O trabalhador entrou com uma ação pedindo a anulação da justa causa. Pediu a reintegração ao emprego ou pagamento do período em que teria estabilidade pelo acidente de trabalho, que é de 12 meses. Também reclamou o pagamento de horas extras.

Os pedidos foram aceitos pela 3ª Vara do Trabalho de Santo André. Estipulou-se ainda indenização de R$ 30 mil. O Tribunal Regional do Trabalho da 2ª Região (São Paulo) apenas reformou o direito às horas extras.

Ao apelar para o TST, a empresa insistia na tese de que o vigilante não foi afastado por doença profissional. Como não recebeu auxílio-doença por acidente, não teria direito a indenização pela estabilidade.

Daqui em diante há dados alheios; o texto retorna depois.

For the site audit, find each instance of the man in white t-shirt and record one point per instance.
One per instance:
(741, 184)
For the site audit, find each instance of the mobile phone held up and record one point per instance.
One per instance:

O ministro Lelio Bentes Corrêa, relator do caso, considerou que o TRT dispunha de prova documental para confirmar o benefício previdenciário. As provas foram suficientes para mostrar que a agressão sofrida deu-se no ambiente profissional. Segundo o ministro, a jurisprudência do TST tem considerado irrelevante a circunstância da ausência de gozo de auxílio-doença acidentário, desde que evidenciado o nexo causal entre o acidente a atividade de seu trabalho.

AIRR 991/2004-433-02-40.0

Revista Consultor Jurídico, 14 de abril de 2008, 10h26

Comentários de leitores

1 comentário

São importantes algumas observações neste caso:...

MFG (Engenheiro)

São importantes algumas observações neste caso: - O que o cidadão fazia com uma faca durante o seu horário de trabalho? - A empresa colocou um lider em condições de executar tal função? - Como foi a atitude deste "líder"? - Considerar briga como acidente de trabalho? - O contrato de trabalho ou a descrição de cargo prevê briga como atividade do vigilante? - Indenizar por uma atitude destas? - A lesão tem causa direta com a função a qual foi contratado? Pela sentença dada parece interessante partir para a agressão no local de trabalho pois assim teremos estabilidade no emprego e indenização.